A Yemen wedding party was hit by an airstrike this week, resulting in 131 deaths in one of the deadliest attacks on civilians so far in the country's war.
A Saudi-led Arab coalition that has air supremacy over Yemen has strongly denied any role in the wedding party carnage, and a coalition spokesman suggested that local militias may have fired the projectiles, Reuters reported.
The U.S.-backed coalition has been targeting the Iranian-allied Houthis mostly by air across Yemen since March with the goal of ousting the war's dominant armed faction from regions it has seized since last year, including the capital Sanaa in the north, and to restore President Abd-Rabbu Mansour Hadi.
Residents said on Monday that two missiles tore through tents in the Red Sea village of Al-Wahijah, near the ancient port of Al-Mokha, where a local man affiliated with the Houthi group was holding his wedding reception.
The area is deemed the gateway to the Bab al-Mandeb strait connecting the Red Sea with the Arabian Sea, a vital route for oil tanker and other maritime traffic between Asia and Europe.
A resident of Al-Wahijah had said on Monday that 12 women, eight children, and seven men had died in the airstrike, and a local official put the death toll at 30.
On Tuesday, a medical source at Maqbana hospital, where most of the casualties were taken, said the death toll had climbed to 131 people, including many women and children.
The United Nations and international rights groups have expressed alarm at the escalating number of civilian deaths in Yemen — at least 2,355 out of more than 4,500 people killed from the end of March to Sept. 24, according to figures released by the U.N. human rights office in Geneva on Tuesday.
U.N. Secretary-General Ban Ki-moon condemned the high death toll at the wedding event and warned that any intentional attack on civilians violates international law and must be investigated.
ARAB COALITION DENIAL
Arab coalition spokesman Brigadier-General Ahmed al-Asseri said there had been no air operations in the area in the al-Mokha area for three days so "this is totally false news."

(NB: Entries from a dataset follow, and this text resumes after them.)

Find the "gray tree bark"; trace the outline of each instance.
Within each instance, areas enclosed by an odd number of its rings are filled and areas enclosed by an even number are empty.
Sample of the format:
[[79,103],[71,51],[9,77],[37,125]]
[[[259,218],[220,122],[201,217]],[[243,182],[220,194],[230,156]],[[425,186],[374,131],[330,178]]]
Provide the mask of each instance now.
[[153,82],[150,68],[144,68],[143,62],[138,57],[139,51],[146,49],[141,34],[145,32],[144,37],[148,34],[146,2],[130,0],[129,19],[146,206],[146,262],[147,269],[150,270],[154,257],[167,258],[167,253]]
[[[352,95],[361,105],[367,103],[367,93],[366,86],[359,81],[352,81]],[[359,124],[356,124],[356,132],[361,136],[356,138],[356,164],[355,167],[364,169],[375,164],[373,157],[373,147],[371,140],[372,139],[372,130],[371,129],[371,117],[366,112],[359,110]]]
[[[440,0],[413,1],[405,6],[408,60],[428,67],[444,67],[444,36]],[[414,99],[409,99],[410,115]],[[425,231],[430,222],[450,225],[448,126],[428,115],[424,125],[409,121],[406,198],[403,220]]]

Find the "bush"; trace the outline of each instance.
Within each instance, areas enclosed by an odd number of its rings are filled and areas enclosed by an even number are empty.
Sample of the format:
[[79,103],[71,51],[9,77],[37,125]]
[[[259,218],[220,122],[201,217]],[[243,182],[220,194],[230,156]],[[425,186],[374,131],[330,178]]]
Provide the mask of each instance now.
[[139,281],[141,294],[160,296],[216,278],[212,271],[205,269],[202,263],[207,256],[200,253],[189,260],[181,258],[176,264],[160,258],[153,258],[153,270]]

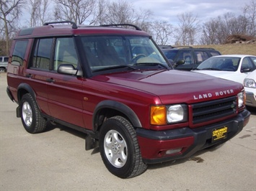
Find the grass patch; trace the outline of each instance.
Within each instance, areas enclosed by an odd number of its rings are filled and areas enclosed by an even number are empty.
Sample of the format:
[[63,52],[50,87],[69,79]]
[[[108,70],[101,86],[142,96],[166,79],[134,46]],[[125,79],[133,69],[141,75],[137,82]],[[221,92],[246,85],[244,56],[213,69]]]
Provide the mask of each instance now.
[[251,55],[256,56],[256,44],[226,44],[193,45],[193,47],[210,47],[219,50],[221,55]]

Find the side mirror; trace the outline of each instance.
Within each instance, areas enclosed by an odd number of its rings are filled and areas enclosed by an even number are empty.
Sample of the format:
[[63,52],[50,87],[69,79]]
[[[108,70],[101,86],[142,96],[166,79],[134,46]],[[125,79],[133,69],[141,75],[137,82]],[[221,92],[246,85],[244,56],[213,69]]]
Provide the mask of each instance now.
[[78,70],[71,64],[63,64],[58,66],[57,72],[60,74],[76,75]]
[[185,60],[180,60],[177,61],[177,62],[175,64],[175,67],[177,67],[178,65],[184,65]]
[[248,68],[248,67],[245,67],[244,69],[242,69],[242,73],[249,73],[251,71],[251,69]]

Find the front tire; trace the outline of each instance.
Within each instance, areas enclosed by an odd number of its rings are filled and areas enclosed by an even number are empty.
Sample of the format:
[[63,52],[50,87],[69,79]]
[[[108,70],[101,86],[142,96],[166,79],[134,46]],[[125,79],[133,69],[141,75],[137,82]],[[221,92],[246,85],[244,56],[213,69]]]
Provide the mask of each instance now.
[[100,150],[107,169],[118,177],[133,177],[146,169],[136,131],[123,117],[114,116],[103,124],[100,132]]
[[30,93],[22,96],[20,113],[23,126],[27,132],[37,134],[45,129],[46,121],[41,116],[37,104]]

He added that the coalition would concede a mistake if it made one but Yemen's conflict was chaotic with a grab bag of armed groups active, and that civilians sometimes could not differentiate between cannon, mortar and Katyusha rocket fire.

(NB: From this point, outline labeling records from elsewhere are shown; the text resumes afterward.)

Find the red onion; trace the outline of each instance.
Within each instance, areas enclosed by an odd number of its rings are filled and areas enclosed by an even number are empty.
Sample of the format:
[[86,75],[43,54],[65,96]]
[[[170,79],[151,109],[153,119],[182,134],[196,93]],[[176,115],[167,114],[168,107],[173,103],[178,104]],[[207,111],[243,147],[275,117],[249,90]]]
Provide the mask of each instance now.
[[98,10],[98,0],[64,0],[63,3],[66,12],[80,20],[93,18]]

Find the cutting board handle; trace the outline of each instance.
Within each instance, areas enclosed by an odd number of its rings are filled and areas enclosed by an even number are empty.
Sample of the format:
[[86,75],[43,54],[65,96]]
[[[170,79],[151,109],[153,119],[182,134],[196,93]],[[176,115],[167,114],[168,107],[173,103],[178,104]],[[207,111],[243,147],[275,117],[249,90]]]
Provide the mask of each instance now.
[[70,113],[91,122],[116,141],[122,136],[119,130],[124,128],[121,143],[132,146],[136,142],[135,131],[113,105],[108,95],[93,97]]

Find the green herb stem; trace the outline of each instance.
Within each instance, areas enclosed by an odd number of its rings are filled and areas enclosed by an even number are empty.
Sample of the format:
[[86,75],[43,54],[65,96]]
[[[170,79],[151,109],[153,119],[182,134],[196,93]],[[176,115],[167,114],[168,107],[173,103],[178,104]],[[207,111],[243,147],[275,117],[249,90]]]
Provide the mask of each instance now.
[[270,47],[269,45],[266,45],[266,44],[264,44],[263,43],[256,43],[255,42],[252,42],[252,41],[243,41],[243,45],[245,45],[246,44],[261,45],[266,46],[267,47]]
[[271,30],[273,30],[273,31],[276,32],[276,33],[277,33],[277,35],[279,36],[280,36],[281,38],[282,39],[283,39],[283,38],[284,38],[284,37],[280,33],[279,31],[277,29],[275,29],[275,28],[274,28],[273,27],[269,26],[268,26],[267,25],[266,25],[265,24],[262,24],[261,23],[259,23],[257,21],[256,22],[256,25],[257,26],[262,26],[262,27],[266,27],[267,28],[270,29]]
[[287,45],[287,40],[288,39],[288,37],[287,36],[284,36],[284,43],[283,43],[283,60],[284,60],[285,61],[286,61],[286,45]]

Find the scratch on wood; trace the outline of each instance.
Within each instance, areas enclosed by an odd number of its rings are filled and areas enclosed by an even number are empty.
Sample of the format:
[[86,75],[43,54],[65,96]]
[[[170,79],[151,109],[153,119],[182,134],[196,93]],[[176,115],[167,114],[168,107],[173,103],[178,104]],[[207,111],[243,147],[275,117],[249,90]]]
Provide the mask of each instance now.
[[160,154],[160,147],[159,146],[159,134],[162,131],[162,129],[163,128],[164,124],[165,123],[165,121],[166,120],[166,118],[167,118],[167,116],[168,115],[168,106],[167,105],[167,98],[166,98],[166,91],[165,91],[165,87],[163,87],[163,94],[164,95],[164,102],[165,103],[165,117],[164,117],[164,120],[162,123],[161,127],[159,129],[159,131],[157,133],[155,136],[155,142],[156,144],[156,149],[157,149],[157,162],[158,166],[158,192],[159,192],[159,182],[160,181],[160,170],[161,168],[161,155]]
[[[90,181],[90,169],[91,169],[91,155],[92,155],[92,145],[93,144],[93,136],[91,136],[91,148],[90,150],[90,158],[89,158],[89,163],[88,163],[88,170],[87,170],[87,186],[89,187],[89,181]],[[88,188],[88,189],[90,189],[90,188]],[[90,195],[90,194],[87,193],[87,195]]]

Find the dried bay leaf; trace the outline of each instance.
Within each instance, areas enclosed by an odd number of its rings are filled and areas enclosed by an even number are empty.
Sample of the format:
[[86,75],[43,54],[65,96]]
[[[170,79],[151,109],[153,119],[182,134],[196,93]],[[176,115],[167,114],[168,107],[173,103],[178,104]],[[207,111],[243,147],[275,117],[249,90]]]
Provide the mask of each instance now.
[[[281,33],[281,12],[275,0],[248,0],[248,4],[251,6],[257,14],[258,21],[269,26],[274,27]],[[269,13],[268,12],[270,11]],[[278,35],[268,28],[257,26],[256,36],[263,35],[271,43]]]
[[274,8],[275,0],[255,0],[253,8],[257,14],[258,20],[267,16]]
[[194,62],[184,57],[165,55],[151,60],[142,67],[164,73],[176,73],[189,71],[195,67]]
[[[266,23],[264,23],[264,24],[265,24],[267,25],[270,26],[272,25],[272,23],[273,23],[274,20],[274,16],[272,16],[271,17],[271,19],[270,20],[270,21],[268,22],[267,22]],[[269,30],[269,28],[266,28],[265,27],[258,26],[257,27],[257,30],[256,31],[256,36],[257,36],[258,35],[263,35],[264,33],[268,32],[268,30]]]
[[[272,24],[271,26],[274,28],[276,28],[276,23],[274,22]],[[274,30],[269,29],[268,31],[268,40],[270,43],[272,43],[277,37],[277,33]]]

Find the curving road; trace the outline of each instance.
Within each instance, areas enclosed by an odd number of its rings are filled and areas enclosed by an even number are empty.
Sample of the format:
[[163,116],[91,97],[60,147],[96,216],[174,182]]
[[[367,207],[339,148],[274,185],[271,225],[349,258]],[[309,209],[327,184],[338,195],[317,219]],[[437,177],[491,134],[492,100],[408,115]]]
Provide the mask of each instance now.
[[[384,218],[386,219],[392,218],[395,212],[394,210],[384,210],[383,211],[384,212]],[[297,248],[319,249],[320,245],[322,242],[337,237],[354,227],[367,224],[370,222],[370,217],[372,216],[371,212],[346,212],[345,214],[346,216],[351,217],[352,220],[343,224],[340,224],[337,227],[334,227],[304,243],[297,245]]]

In Geneva, U.N. human rights office spokesman Rupert Colville said it had a team on the ground in Yemen trying to verify details of the wedding party bloodshed.

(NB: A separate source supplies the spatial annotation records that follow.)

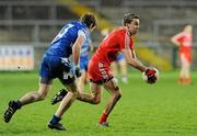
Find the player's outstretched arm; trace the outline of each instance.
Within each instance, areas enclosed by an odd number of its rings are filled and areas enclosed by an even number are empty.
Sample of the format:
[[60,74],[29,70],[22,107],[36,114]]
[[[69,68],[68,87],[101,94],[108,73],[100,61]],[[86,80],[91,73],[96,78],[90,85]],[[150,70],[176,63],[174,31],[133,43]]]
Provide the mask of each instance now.
[[84,42],[85,42],[85,36],[79,35],[76,43],[73,44],[72,56],[73,56],[73,63],[76,66],[78,66],[79,64],[80,50]]
[[127,64],[130,65],[131,67],[140,71],[146,71],[148,69],[148,67],[142,65],[142,63],[140,63],[138,59],[136,59],[136,56],[134,56],[135,54],[132,54],[130,49],[121,49],[121,53]]

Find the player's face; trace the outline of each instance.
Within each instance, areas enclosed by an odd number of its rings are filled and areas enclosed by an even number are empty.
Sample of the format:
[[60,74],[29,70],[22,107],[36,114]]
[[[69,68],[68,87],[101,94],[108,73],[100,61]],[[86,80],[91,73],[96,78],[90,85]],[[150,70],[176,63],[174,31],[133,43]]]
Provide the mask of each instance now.
[[128,24],[128,32],[130,33],[130,35],[135,35],[138,33],[139,23],[139,19],[132,19],[132,21]]
[[89,30],[90,30],[90,32],[93,32],[95,29],[96,29],[96,26],[93,26],[93,27],[91,27]]

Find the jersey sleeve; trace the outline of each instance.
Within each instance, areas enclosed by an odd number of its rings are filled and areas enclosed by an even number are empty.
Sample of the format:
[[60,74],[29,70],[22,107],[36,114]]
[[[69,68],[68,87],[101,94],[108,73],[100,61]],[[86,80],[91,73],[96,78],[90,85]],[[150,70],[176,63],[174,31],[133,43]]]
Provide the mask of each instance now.
[[130,48],[130,36],[127,33],[121,33],[119,35],[119,45],[120,50]]
[[80,35],[82,35],[84,38],[86,38],[85,32],[82,31],[82,30],[79,30],[79,31],[78,31],[78,36],[80,36]]

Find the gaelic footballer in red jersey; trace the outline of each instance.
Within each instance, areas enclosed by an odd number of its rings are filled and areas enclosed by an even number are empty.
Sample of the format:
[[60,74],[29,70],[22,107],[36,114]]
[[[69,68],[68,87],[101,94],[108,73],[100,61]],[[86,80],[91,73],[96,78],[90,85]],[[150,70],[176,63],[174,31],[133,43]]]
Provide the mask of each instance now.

"The (Hadi-led) government in exile seemed to have acknowledged it and said it was a mistake . . . I don't think we have much doubt that this incident took place and it is a grave incident," Colville told a news conference.
He also said the coalition's naval blockade of Yemen's main seaports was exacerbating a humanitarian crisis in Yemen. World Food Programme spokeswoman Bettina Luescher said 10 of Yemen's 22 governorates were so short of food that famines were looming.
The United States is the main arms supplier to the Gulf Arab coalition. In April, U.S. officials said Washington was expanding intelligence-sharing with Saudi Arabia to provide more details about potential Houthi targets.
Al-Wahijah is located in Taiz province, which the Houthis captured in March as they began advancing on the strategic southern port city of Aden, to which Hadi had decamped after losing Sanaa, before he was forced to flee to Saudi Arabia.
Gulf-backed forces retook Aden in July, allowing Hadi to re-base there after six months of exile in Riyadh, before thrusting northwards to take on the Houthis in Taiz and ultimately Sanaa.
For Hadi's Sunni Gulf Arab patrons, returning him to Yemen represented a moment of vindication for what they see as a wider struggle against expansionary meddling in the region by Iran's Shi'ite Muslim theocracy, a charge Tehran denies.
On Sunday, residents and medics said helicopters flying from Saudi Arabia attacked a village in the northern Yemeni province of Hajjah, killing at least 30 people. Saudi authorities dismissed this report as "totally false" too, while U.N. rights spokesman Colville said the details were being checked.
The air strike campaign has resulted in several mass killings of civilians, including 36 people at a water bottling plant in August and 25 workers at a milk factory in April.
Around 100 Saudi soldiers and security personnel and some 30 civilians have also been killed in cross-border fire into southern Saudi Arabia by Houthis and allied troops loyal to former president Ali Abdullah Saleh.
In the latest such attack, the Saudi interior ministry said on Tuesday one of its servicemen had been killed in the southern Jizan region by projectiles fired on Monday from Yemen.